It is of special importance that ovaries cultured in α-MEM + FBS showed differential expression of genes regulated by estrogen (Fig. 1C and Table S1). Estrogen receptors comprise estrogen receptor 1 (alpha) (ESR1), estrogen receptor 2 (beta) (ESR2), and G protein-coupled estrogen receptor 1 (GPER1) (17). It is well known that ESRs are activated by estrogen binding to consensus DNA sequences and that they regulate the expression of various genes (17). ICI, an antagonist of ESR1 and ESR2, caused dramatic changes of differentially expressed genes (DEGs), which include genes responsible for hypoplastic follicle formation (Fig. S2). These previous findings and our current results strongly suggest the involvement of induced ectopic activation of estrogen receptors in hypoplastic follicle formation after the addition of FBS. Therefore, it is a reasonable conclusion that the cyst breakdown problem was avoided by the addition of ICI.
There are differences among mammalian species regarding the course of follicle formation. For example, the number of primordial follicles reaches a maximum value in the ovaries of 141- to 210-d-old bovine fetuses, when the secretion of estradiol from the ovaries is almost undetectable (31). In contrast, estradiol promotes primordial follicle formation in nonhuman primates (baboons) and hamsters (32, 33), but not by an excess of estradiol (33). The reason for such differences among species should be clarified to make our in vitro system applicable in practice to animals other than mice.

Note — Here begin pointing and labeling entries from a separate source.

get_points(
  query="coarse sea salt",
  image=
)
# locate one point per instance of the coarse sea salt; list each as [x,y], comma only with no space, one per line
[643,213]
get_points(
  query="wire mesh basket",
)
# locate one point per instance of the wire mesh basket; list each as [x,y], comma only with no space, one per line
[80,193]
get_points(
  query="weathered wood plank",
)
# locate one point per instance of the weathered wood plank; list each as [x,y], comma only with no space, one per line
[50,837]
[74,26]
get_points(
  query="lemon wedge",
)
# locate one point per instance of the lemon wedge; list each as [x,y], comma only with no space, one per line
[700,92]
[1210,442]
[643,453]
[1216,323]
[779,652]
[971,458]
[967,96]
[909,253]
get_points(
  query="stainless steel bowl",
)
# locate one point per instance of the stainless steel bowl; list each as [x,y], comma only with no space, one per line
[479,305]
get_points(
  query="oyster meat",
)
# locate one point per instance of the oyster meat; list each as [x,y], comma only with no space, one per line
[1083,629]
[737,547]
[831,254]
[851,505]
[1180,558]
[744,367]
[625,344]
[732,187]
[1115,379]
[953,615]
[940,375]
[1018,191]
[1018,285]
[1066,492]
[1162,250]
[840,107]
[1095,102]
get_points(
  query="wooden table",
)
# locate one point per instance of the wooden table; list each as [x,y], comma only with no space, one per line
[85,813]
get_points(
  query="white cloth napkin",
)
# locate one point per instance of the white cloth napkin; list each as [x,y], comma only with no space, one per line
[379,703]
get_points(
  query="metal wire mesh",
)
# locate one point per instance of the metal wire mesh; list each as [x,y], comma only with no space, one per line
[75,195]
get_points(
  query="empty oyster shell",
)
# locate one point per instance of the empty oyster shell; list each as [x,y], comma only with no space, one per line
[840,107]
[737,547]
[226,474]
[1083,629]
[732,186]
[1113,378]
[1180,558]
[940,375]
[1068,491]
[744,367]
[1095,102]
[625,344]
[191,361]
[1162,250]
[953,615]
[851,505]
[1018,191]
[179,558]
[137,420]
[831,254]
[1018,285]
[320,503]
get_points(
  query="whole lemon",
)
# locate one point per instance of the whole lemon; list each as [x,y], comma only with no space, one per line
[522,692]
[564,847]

Normal follicle formation is important for oocyte production in vitro as well as in vivo (34, 35). However, an additional and perhaps more dominant reason existed in the present study: normal robust follicles that developed after ICI treatment showed the maximum number of isolated secondary follicles from cultured ovaries. A more than sevenfold increase in the efficiency of follicle recovery after ICI exposure demonstrated a tremendous effect on the design and scale of experiments for the latter part of oogenesis in vitro.

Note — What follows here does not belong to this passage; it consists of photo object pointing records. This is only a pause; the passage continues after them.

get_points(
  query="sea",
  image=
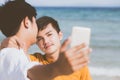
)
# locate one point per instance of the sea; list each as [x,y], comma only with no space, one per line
[105,35]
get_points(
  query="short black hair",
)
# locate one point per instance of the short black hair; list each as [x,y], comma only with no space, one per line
[42,22]
[11,15]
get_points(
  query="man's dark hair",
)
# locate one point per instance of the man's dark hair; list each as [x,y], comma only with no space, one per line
[45,20]
[11,15]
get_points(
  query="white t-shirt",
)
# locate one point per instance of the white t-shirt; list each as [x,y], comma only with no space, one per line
[14,64]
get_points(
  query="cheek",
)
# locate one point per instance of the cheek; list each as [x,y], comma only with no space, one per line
[55,39]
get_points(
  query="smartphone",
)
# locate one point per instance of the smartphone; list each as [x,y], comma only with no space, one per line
[80,35]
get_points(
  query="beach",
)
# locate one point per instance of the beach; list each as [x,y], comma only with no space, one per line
[105,41]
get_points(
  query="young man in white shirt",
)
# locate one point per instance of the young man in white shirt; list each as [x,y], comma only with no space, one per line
[17,19]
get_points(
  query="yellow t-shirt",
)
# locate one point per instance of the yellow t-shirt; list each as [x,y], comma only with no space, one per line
[82,74]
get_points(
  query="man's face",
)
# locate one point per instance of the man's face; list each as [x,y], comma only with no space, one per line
[48,40]
[34,30]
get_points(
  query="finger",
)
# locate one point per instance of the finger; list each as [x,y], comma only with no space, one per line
[65,44]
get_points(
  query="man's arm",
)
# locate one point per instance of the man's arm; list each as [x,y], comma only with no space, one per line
[69,61]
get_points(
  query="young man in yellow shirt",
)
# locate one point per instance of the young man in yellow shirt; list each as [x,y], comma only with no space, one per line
[48,40]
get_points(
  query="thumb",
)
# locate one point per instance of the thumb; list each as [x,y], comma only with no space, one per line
[65,44]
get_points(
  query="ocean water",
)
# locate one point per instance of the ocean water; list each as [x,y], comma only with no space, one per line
[105,37]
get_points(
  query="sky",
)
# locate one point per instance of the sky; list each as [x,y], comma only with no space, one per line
[74,3]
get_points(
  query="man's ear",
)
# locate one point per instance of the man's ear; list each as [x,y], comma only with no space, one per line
[60,35]
[26,22]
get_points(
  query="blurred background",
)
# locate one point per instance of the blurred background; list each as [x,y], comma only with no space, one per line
[102,16]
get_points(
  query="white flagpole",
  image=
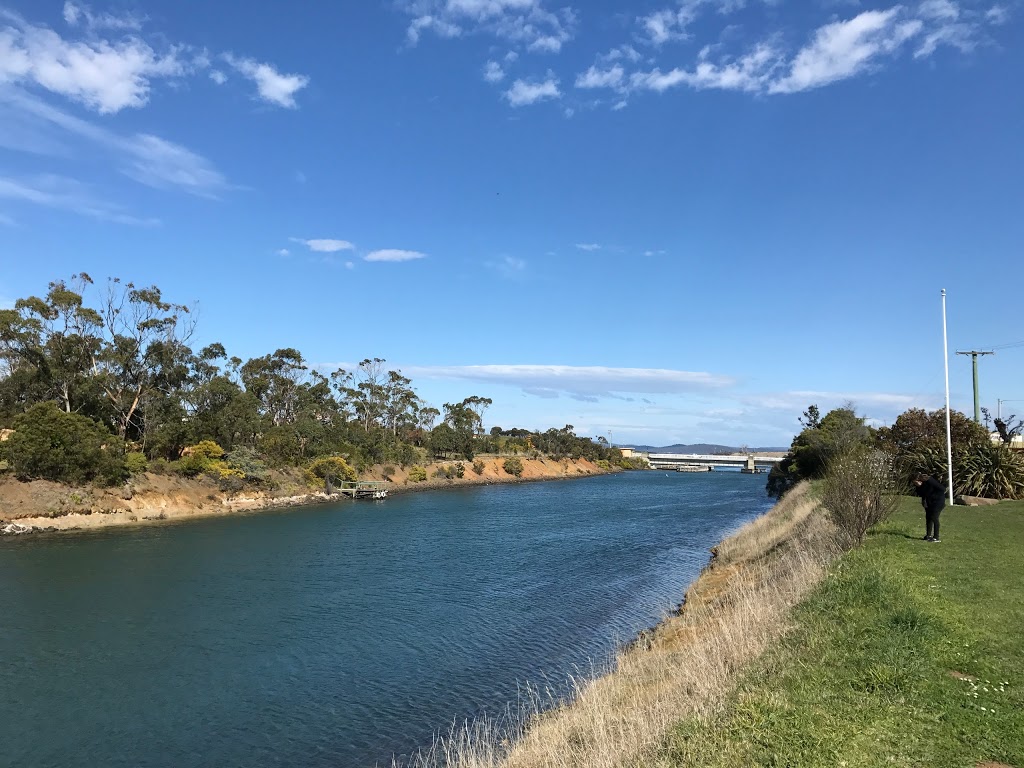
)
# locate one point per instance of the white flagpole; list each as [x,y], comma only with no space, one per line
[949,445]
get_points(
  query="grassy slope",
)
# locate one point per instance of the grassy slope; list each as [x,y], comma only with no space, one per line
[866,676]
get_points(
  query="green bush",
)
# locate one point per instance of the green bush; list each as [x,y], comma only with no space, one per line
[199,459]
[247,461]
[984,469]
[330,469]
[50,444]
[135,462]
[513,466]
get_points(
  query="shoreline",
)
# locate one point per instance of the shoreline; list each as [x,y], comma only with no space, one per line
[684,667]
[51,508]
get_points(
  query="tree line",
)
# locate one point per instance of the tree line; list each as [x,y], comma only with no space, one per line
[915,442]
[94,392]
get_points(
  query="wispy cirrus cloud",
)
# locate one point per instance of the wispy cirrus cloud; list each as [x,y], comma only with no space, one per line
[118,72]
[393,255]
[836,51]
[81,14]
[525,92]
[525,23]
[69,195]
[325,245]
[585,381]
[150,160]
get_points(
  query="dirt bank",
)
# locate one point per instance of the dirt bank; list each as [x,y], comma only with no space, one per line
[684,668]
[42,506]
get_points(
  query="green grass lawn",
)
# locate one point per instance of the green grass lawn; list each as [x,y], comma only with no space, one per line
[908,654]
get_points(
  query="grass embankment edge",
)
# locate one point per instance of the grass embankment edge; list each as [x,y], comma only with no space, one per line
[908,653]
[685,667]
[42,507]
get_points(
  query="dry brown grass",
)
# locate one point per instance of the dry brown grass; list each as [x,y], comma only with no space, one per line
[684,668]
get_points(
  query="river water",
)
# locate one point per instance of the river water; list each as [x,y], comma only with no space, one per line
[337,635]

Although a key to success in the present study was the ability to generate an increased yield of intact follicles until day 17, collagenase treatment of the isolated follicles also played an important role in acquiring oocyte competency. The developmental competence of oocytes was elicited by the collagenase treatment, which disrupts integral follicle structure and may promote oocyte development by supporting the direct transfer of materials to the exposed oocyte–granulosa cell complexes. In contrast, potentially because of the removal of a proportion of theca cells by collagenase, there was a delay in the marked acceleration of steroidogenesis until day 25 of culture (Fig. 2B).

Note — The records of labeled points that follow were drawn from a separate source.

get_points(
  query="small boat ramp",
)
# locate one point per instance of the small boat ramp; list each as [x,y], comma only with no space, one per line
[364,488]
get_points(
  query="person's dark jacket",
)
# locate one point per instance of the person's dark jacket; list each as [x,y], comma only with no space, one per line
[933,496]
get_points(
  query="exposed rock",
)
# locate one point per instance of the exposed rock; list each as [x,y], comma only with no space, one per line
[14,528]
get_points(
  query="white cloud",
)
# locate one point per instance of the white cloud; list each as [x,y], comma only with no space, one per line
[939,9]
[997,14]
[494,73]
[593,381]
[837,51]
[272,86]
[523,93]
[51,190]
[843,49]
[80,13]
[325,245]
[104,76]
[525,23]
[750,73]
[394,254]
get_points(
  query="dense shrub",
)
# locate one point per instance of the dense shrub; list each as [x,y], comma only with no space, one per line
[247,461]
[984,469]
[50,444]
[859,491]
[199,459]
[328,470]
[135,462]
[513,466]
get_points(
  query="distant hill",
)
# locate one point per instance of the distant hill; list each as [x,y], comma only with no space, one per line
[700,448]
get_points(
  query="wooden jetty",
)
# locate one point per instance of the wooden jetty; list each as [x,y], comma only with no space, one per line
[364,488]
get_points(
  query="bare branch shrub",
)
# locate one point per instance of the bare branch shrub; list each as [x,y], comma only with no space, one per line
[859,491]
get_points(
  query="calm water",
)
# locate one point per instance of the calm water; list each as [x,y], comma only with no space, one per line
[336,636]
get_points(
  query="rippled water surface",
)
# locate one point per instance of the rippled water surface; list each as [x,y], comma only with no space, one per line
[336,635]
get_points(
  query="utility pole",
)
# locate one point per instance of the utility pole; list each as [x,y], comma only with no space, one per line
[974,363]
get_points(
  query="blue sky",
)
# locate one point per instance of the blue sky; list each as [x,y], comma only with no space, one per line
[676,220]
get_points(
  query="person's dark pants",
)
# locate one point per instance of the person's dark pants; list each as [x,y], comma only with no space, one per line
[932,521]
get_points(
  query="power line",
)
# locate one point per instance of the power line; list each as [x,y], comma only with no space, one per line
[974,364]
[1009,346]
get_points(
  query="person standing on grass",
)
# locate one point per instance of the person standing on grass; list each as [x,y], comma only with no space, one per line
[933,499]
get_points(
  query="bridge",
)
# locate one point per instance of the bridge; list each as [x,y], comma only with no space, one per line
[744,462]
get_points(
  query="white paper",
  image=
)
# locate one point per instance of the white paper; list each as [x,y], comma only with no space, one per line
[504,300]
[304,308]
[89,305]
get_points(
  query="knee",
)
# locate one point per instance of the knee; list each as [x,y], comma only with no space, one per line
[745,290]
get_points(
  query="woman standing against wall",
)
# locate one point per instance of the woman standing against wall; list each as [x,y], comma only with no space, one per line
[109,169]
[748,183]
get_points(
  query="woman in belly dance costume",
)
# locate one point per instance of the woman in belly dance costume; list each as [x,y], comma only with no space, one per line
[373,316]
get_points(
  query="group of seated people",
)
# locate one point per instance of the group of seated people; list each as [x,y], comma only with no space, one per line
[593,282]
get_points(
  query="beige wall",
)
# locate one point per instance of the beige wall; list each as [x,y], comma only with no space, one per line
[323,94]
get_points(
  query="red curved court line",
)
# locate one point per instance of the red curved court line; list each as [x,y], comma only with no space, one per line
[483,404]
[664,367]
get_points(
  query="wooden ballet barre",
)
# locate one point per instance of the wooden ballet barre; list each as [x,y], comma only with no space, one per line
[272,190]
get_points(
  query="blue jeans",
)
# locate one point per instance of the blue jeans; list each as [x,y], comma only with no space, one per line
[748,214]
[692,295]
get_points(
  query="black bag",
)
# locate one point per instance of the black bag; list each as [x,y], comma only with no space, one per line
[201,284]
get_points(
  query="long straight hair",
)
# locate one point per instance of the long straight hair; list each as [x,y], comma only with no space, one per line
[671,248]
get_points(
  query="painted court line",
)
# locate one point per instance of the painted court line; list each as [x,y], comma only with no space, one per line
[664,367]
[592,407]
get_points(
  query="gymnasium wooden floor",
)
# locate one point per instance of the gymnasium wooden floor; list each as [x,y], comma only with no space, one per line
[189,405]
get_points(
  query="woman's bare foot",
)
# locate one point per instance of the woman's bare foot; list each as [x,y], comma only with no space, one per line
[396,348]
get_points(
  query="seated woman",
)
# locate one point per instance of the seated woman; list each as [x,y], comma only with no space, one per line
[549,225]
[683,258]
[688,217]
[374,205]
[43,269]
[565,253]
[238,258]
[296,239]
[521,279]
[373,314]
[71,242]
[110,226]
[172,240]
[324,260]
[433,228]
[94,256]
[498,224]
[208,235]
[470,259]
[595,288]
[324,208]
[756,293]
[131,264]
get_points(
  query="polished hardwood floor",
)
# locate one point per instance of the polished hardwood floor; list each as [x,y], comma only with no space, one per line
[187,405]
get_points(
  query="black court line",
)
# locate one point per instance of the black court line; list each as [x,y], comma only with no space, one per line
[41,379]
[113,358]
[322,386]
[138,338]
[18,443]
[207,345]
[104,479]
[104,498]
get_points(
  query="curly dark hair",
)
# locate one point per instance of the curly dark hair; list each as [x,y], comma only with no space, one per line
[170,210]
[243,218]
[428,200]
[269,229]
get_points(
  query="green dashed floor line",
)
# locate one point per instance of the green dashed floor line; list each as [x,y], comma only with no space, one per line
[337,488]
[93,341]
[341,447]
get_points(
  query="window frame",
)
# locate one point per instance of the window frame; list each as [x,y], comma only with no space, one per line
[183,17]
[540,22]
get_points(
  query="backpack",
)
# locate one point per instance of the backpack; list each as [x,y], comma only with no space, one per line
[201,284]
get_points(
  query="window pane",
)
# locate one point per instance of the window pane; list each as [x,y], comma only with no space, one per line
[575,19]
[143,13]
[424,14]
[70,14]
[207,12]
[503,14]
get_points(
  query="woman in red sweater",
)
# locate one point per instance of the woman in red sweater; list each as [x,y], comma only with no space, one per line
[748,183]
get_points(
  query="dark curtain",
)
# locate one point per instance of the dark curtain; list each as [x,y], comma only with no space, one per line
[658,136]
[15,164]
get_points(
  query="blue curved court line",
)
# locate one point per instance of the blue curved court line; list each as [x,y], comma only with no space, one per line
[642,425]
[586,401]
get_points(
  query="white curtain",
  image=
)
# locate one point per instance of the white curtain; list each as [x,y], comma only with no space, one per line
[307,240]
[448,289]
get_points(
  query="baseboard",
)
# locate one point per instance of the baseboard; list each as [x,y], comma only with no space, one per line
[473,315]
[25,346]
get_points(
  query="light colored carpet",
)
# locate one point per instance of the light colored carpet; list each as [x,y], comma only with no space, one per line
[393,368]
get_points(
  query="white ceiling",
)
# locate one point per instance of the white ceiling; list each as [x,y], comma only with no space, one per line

Another modification of the culture medium was the supplementation of PVP, which increased the recovery rate of bovine oocyte-granulosa cell complexes after 2 wk of IVG (18, 19). In addition to its remarkable effect on maintaining the oocyte–granulosa cell complexes in an integrated form and attached to the insert membrane (Fig. S3D), PVP may positively affect the expression of genes involved in granulosa cell proliferation, such as Bmp6, Bmp15, Kit, and Kitl (Fig. S3C). It is also of interest that BMP6, a paracrine and autocrine factor expressed in granulosa cells and oocytes, can modulate steroidogenesis and follicle development (20).
Our in vitro system will be useful as a model for visualizing and manipulating PGCs/oocytes throughout oogenesis and promoting the development of functionally mature oocytes. In a recent study by Pfender et al. (36), IVG of mouse oocytes from secondary follicles was combined with a live-cell imaging, using RNA interference screening to identify genes essential for meiosis. Our in vitro oocyte production system expands the applications of such approaches to as early as the PGC stage and is especially effective for elucidating mechanisms regulating the early stage of meiosis. The same system is also applicable to PGC-like cells derived from embryonic stem and induced pluripotent stem cells (9, 10). Our system will assist in bridging the current technical gaps in the entire in vitro oocyte production process from stem cells.
Spermatogenesis has been recently reconstituted in an organ culture of neonatal testicular tissue (37). Thus, complete reconstitution of gametogenesis is now possible in both males and females.
Materials and Methods
Expanded methods are available in SI Materials and Methods. All the animals were purchased from CLEA Japan. BDF1 mouse fetuses were collected from C57BL/6N female mice crossed with DBA/2J male mice at 12.5 dpc and were used for the culture experiments. The animals were maintained in accordance with the guidelines of the Science Council of Japan, and all experiments were approved by the Institutional Animal Care and Use Committee of the Tokyo University of Agriculture.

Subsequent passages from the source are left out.